Extreme weather events, such as hurricanes and ice storms, pose a top threat to power distribution systems as their frequency and severity increase over time. Recent severe power outages caused by extreme weather events, such as Hurricane Harvey and Hurricane Irma, have highlighted the importance and urgency to enhance the resilience of electric power distribution systems. The goal of enhancing the resilience of distribution systems against extreme weather events can be fulfilled through upgrading and operating measures. This work focuses on investigating the impacts of upgrading measures and preventive operational measures on distribution system resilience. The objective of this dissertation is to develop a multi-timescale optimization framework to provide some actionable resilience-enhancing strategies for utility companies to harden/upgrade power distribution systems in the long-term and do proactive preparation management in the short-term.

In the long-term resilience-oriented design (ROD) of distribution system, the main challenges are i) modeling the spatio-temporal correlation among ROD decisions and uncertainties, ii) capturing the entire failure-recovery-cost process, and iii) solving the resultant large-scale mixed-integer stochastic problem efficiently. To deal with these challenges, we propose a hybrid stochastic process with a deterministic casual structure to model the spatio-temporal correlations of uncertainties. A new two-stage stochastic mixed-integer linear program (MILP) is formulated to capture the impacts of ROD decisions and uncertainties on system responses to extreme weather events. The objective is to minimize the ROD investment cost in the first stage and the expected costs of loss of load, DG operation, and damage repairs in the second stage. A dual decomposition (DD) algorithm with branch-and-bound is developed to solve the proposed model with binary variables in both stages. Case studies on the IEEE 123-bus test feeder have shown the proposed approach can improve the system resilience at minimum costs.

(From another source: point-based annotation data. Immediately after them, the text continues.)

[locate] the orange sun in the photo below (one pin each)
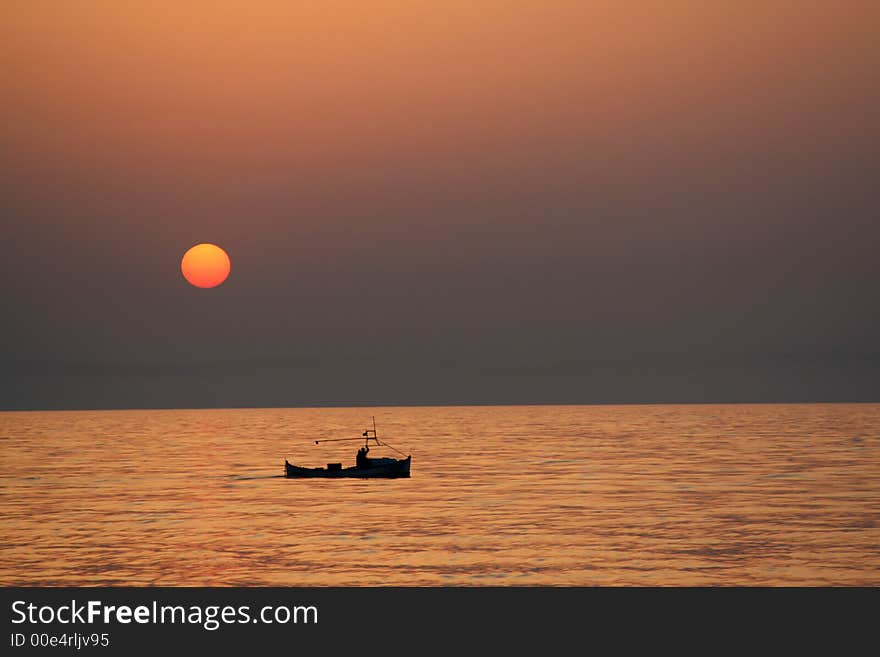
(205, 265)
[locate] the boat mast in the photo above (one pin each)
(371, 431)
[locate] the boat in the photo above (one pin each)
(365, 468)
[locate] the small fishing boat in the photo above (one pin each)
(365, 468)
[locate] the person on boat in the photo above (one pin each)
(362, 460)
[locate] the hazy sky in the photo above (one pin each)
(439, 202)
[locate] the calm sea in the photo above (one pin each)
(566, 495)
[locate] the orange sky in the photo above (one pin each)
(206, 89)
(546, 179)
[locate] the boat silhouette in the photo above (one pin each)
(365, 467)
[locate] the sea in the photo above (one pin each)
(637, 495)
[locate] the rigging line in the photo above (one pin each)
(394, 448)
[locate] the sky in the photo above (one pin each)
(439, 202)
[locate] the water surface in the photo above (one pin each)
(544, 495)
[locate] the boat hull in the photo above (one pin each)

For an upcoming extreme weather event, we develop a pre-event proactive energy management and preparation strategy such that flexible resources can be prepared in advance. In order to explicitly materialize the trade-off between the pre-event resource allocation cost and the damage loss risk associated with an event, the strategy is modeled a two-stage stochastic mixed-integer linear programming (SMILP) and Conditional Value at-Risk (CVaR). The progressive algorithm is used to solve the proposed model and obtain the optimal proactive energy management and preparation strategy. Numerical studies on the modified IEEE 123-bus test feeder show the effectiveness of the proposed approach to improve the system resilience at different risk levels.